29 January 2015

Gene therapy instead of pills?

Astra Zeneca to target drugs at genome sites

Pallab Ghosh, BBC Science Department

Pharmaceutical company Astra Zeneca has announced the launch of a research program aimed at developing a new generation of medicines designed to treat many diseases of a genetic nature.

The program is based on the newly created CRISPR methodology and will be implemented in collaboration with four leading academic and industrial research centers that specialize in the field of genomic research.

Dr. Lorenz Mayr, Vice President of Astra Zeneca, expressed hope that these studies will accelerate the development of new drugs for the treatment of diseases such as diabetes, atherosclerosis and many types of cancer.

The human genome contains about 24 thousand genes,
and defects in them can be the cause of many diseases

The decoding of the human genome 15 years ago raised the hope that doctors would be able sooner or later to determine which genetic disorders give rise to specific diseases, and then begin to develop drugs for their treatment.
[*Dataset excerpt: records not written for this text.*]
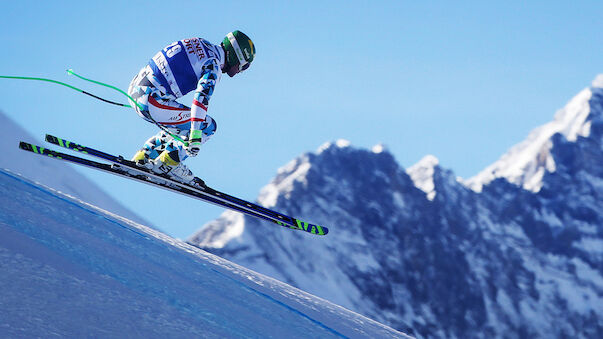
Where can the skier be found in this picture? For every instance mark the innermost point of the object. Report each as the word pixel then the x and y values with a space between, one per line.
pixel 181 67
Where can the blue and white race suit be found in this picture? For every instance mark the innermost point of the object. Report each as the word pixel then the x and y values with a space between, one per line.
pixel 179 68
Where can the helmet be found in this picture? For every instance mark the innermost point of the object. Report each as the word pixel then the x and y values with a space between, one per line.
pixel 240 52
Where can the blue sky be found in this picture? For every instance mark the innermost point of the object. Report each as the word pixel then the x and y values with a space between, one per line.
pixel 462 80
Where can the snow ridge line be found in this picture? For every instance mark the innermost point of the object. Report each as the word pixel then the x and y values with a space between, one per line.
pixel 68 199
pixel 72 201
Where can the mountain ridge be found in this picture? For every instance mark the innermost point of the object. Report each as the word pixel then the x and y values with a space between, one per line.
pixel 423 252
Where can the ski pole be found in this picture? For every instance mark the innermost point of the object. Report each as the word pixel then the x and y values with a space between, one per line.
pixel 67 85
pixel 163 128
pixel 70 71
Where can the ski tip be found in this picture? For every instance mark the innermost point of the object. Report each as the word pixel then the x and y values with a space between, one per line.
pixel 311 228
pixel 25 146
pixel 51 138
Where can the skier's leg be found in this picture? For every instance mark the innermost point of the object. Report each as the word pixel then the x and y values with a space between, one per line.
pixel 170 161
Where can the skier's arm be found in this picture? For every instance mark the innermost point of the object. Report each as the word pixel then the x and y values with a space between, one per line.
pixel 205 87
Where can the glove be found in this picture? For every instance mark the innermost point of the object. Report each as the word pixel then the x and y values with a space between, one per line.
pixel 194 143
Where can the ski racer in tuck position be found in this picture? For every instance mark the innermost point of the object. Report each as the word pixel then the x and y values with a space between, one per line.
pixel 181 67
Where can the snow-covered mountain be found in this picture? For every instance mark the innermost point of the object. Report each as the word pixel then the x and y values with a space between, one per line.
pixel 69 269
pixel 54 174
pixel 516 252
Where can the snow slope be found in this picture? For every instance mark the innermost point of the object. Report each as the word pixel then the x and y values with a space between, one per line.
pixel 57 175
pixel 69 269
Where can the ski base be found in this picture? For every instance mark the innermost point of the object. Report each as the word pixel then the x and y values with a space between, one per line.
pixel 203 193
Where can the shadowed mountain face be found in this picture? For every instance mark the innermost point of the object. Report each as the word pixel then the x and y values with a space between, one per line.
pixel 516 251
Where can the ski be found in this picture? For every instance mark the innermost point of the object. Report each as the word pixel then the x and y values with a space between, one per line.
pixel 204 193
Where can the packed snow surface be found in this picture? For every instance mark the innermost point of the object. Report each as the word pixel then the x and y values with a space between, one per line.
pixel 69 269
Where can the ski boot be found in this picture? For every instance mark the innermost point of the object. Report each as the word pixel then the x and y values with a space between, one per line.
pixel 175 170
pixel 141 159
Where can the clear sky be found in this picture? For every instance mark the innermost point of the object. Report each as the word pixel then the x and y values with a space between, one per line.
pixel 461 80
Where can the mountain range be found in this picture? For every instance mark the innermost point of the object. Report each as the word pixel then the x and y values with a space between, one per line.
pixel 514 252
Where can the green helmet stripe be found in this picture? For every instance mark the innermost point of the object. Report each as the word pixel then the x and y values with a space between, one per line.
pixel 237 49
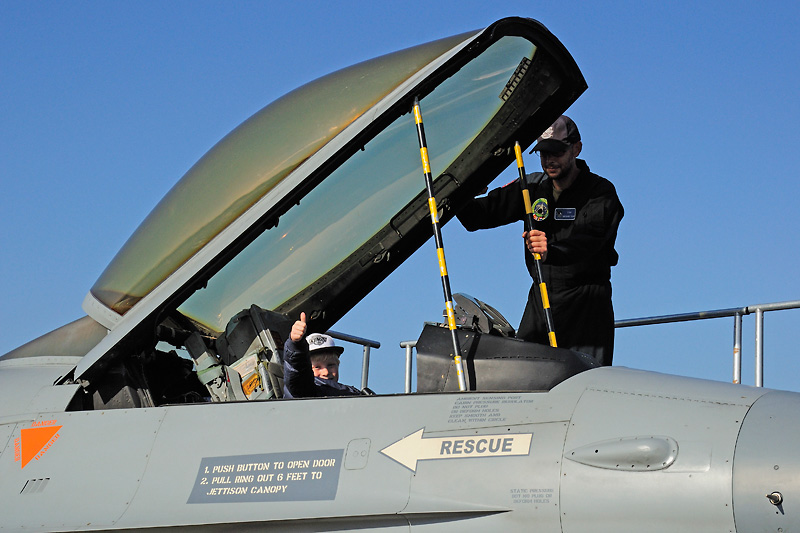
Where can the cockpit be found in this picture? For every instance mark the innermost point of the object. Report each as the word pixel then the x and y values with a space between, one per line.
pixel 308 206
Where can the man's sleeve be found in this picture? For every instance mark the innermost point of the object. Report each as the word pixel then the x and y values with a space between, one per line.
pixel 298 377
pixel 500 207
pixel 595 230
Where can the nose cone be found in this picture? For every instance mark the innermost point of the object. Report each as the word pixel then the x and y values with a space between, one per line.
pixel 766 466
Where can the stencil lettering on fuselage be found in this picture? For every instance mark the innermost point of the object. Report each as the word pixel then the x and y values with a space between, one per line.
pixel 278 477
pixel 413 448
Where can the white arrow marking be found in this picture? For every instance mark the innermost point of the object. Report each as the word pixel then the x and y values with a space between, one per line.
pixel 408 450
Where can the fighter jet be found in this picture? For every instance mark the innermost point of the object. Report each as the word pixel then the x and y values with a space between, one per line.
pixel 163 408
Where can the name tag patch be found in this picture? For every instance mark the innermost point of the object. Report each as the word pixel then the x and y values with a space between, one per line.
pixel 565 213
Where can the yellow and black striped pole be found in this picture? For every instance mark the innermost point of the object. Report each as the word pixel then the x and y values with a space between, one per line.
pixel 526 197
pixel 437 233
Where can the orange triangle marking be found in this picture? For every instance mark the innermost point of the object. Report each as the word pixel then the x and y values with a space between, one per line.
pixel 33 440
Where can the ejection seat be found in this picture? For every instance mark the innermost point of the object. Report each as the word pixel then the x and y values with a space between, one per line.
pixel 249 364
pixel 494 360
At that time, great hopes were pinned on this. Speaking on American television immediately after the announcement of the first decoding of the human genome, then US President Bill Clinton said: "The children of our children will know about cancer only that this word means a constellation." He welcomed the completion of the project, which took 10 years and billions of dollars were spent.

However, these expectations have not been fulfilled – so far there are only a small number of drugs based on the results of decoding the human genome, and cancer remains a deadly disease.
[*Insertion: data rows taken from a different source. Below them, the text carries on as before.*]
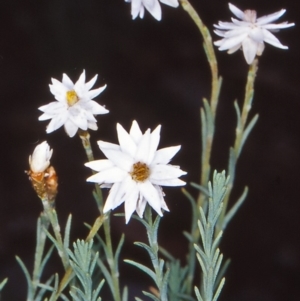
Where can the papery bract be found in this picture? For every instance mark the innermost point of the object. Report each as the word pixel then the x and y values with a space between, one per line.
pixel 135 171
pixel 74 107
pixel 152 6
pixel 39 161
pixel 250 33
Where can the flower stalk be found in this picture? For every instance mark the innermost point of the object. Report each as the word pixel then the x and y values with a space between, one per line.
pixel 102 219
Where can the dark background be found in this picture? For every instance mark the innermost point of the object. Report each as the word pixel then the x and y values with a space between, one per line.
pixel 155 73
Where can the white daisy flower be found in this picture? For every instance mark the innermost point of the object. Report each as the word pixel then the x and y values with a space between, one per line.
pixel 40 159
pixel 74 107
pixel 250 33
pixel 152 6
pixel 135 170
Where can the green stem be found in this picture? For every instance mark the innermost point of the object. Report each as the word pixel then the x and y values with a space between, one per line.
pixel 152 238
pixel 238 144
pixel 43 223
pixel 85 138
pixel 51 214
pixel 208 135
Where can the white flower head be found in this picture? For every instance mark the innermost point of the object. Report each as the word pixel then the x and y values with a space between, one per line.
pixel 135 170
pixel 74 107
pixel 250 33
pixel 40 159
pixel 152 6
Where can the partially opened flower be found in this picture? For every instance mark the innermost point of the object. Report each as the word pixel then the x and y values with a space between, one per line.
pixel 250 33
pixel 152 6
pixel 135 171
pixel 74 107
pixel 39 161
pixel 43 176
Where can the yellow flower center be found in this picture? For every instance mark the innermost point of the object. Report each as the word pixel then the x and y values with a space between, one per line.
pixel 72 98
pixel 140 172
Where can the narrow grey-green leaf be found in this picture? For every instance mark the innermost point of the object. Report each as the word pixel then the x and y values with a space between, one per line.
pixel 142 268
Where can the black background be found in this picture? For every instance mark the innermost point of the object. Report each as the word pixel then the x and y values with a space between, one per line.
pixel 155 73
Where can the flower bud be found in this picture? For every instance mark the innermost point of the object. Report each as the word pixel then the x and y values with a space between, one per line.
pixel 40 159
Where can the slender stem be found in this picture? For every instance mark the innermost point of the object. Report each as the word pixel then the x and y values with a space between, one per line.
pixel 214 97
pixel 238 144
pixel 207 140
pixel 52 216
pixel 152 238
pixel 43 223
pixel 85 138
pixel 249 92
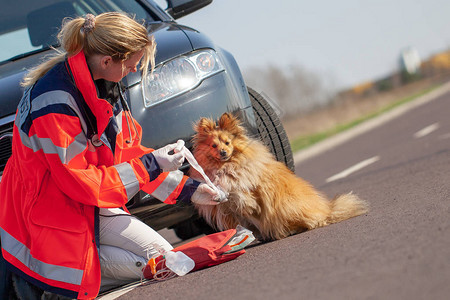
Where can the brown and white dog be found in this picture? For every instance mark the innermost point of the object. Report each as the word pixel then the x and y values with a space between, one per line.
pixel 264 195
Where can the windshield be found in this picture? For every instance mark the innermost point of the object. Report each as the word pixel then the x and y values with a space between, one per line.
pixel 31 26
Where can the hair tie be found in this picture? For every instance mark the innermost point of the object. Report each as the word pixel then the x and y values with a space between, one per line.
pixel 89 23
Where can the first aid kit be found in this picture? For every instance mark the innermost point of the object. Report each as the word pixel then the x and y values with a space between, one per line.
pixel 204 252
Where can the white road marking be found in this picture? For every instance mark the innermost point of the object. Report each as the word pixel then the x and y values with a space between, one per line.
pixel 444 136
pixel 354 168
pixel 427 130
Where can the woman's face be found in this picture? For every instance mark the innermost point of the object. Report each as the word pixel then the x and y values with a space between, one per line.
pixel 116 70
When trying to understand the nature of the connection of gene defects with common diseases, scientists have encountered two main problems. Firstly, it was soon established that these pathologies are caused by many combinations of dozens of genes.

Secondly, methods for isolating specific genes are still extremely expensive and require a long time. Scientists have to develop their own "genetic scissors" for each specific gene, which allow them to cut it out of the DNA chain. This process can take several months.

However, over the past few years, methods have been developed for highly selective activation and inhibition of genes based on the CRISPR system – this is the English abbreviation of the term "short palindromic repeats regularly arranged in groups."

The method of site-selective genome editing with the help of an enzyme that recognizes the necessary sequence of the DNA chain on the tip of a complementary RNA "guide" promises revolutionary changes in the research and treatment of a number of diseases, from cancer and incurable viral diseases to hereditary genetic disorders such as sickle cell anemia and Down syndrome.

The new research program will involve the Wellcome Trust Sanger Institute, the universities of Berkeley and San Francisco, as well as the Broad/Whitehead institutes located in Massachusetts and the Thermo Fisher Scientific company.